От этого появляется ощущение довольства собой. И одновременно — легкая тревога. Какой станет его жизнь без Евы? Почему без нее возникает пустота? Разве он не смог бы жить один? Или, скажем, с кем-то еще?

Нет. Он не будет об этом думать. Надо думать про другие вещи. Быть здесь и сейчас.

От Сюсанны помощи ждать не приходится. Она сидит молча, обхватив обеими ладонями чашку с кофе, и смотрит вдаль. В конце концов Андерс сам, отодвинув тарелку, тянется за чашкой кофе и начинает беседу:

— А где все?

Она опять моргает и смотрит на него, немного удивленно, словно уже забыла, что он сидит тут, совсем рядом.

— На палубе. Готовятся спускать розетту, думаю.

Андерс замирает с чашкой в руке:

— Розетту?

Сюсанна чуть улыбается:

— Зонд для взятия проб воды. У них есть такая штука, ее погружают в море и берут пробы, когда мы стоим на месте. Называется «розетта».

Он морщится:

— Зачем это? Я думал, тут постоянно закачивают воду в лабораторию…

Она кивает:

— И это тоже. Но там другое. Они берут пробы с разных глубин. Смотрят соленость, температуру и все такое. Я, правда, не очень в этом разбираюсь. Просто пересказываю, что слышала от Ульрики. Не уверена, что я все поняла.

Она отставляет чашку и отводит взгляд. Но Андерс не унимается.

— А почему называется «розетта»?

Она смотрит на него:

— Вот уж чего не знаю.

На миг наступает молчание, оба отводят глаза.

— Как ваш пациент? — спрашивает наконец Сюсанна.

Андерс пожимает плечами:

— Ничего нового. Проснулся потом, ему было здорово нехорошо.

— Похмелье.

Это не вопрос. Скорее констатация.

— Типа того. И еще боль, конечно. В кисти.

— Да.
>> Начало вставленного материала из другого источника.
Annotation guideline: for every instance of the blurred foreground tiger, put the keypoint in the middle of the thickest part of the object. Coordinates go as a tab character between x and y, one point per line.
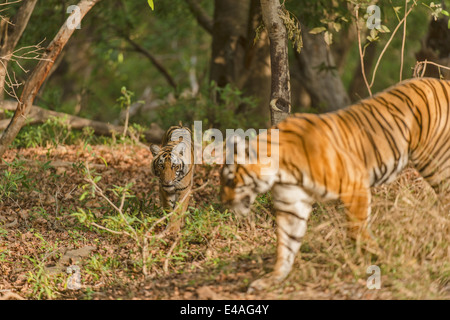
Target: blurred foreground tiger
173	164
340	155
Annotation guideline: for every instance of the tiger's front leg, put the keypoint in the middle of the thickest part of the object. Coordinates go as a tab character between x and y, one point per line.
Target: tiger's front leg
292	207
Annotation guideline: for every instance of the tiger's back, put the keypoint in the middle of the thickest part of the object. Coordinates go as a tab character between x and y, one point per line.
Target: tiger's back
340	155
Это я понимаю.

— Хотя сейчас он ушел и лег в своей каюте.

— Ага.

Она, похоже, не особо заинтересовалась, и снова наступает молчание. Вдруг он вспоминает, что Сюсанна — сестра Бьёрна Хальгрена, и торопливо прикидывает, спросить ее об этом или нет. Она словно почувствовала это и решает не дожидаться вопроса. Встает, идет к кофейному столику, медленно наливает себе еще чашку и возвращается.

— Это было так здорово, — произносит она затем.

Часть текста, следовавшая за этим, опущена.